En algunos casos, el comienzo de vocación aparece siguiendo un proceso dialéctico, al parecer al menos, repentino e imprevisto. Hay casos en que un hombre pasa en muy poco tiempo de una vida mundana a una vocación de cartujo. En tales casos no hay que precipitarse, ni ser fácil en proclamar que tal vocación no sea auténtica, y mucho menos madura. Porque puede suceder que las premisas vitales estuvieran allá dentro del corazón desde mucho tiempo antes. Quizá incluso el director se había percatado, al menos vagamente, de su presencia, hasta el punto de que hasta preveía la posibilidad de tal desenlace que ahora los hechos confirman. Si así fuera, es claro que para él no ha sido tan repentino e imprevisto el cambio como pudiera parecerle a quien ignora totalmente las premisas.

En cambio, al proceso de maduración suele ser bueno que el dirigido adopte en su tenor de vida el estilo vital que corresponde lo más fielmente posible a la pretendida e iniciada vocación, de manera que puedan experimentarse las vicisitudes y repercusiones que semejante vida produce en el sujeto, examinando la variedad de mociones espirituales que vayan surgiendo, y que el dirigido mantiene claramente en conocimiento de su director. De esta manera se examina la autenticidad del espíritu bueno, que inclina predominantemente a esa forma de vida cristiana concreta. Los criterios indicados más arriba para reconocer la bondad del espíritu de una persona y los más específicos de los carismas, se deben aplicar también para el discernimiento del proceso madurativo de la vocación.

La vocación auténtica, cuando ha llegado a su madurez, suele presentar dos notas características:

- es gozosa en cuanto a la sustancia, aun cuando quizá esté asociada a algunas tribulaciones de espíritu o a otras aflicciones; la tristeza duradera suele ser signo negativo de vocación;

- es segura: cuanto más madura la vocación, tanto más profunda se hace la seguridad. Si no tiene seguridad, no está madura.

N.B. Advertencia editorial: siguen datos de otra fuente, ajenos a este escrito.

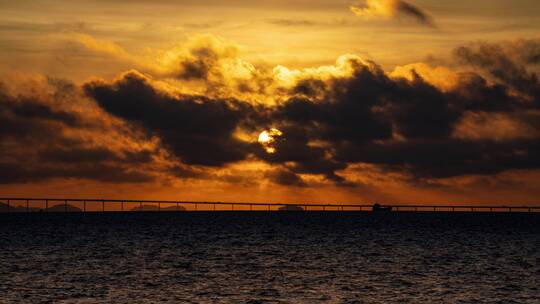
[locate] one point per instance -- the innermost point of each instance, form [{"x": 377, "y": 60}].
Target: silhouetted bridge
[{"x": 53, "y": 205}]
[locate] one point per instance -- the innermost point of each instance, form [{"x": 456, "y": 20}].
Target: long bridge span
[{"x": 55, "y": 205}]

Observaciones complementarias.—Advierta el director que hay vocaciones propiamente espirituales; y, como 17 tales, se distinguen formalmente de las vocaciones institucionales. Estas últimas son propiamente eclesiásticas, sociales, funcionales. Esta distinción vale aun en el caso en que se dé esta última coincidiendo en la misma persona con su vocación espiritual. Por eso, el simple hecho de que una persona desee entregarse totalmente al Señor, no significa necesariamente que deba entrar en algún instituto establecido (sea religioso, sea secular). En algunos casos puede ser que baste la vida de continencia perfecta en medio del mundo como término del deseo de entrega al Señor. Queremos decir que se pueden concebir diversas formas de vocación a una vida de perfección evangélica: una observancia institucional o la simple virginidad y profesión evangélica personal en el discipulado de Cristo.

Los clásicamente llamados «consejos evangélicos» tal como tradicionalmente los entiende la Iglesia, pertenecen formalmente a una forma de vida cristiana, aunque también pueden ordenarse al crecimiento de la vida espiritual18.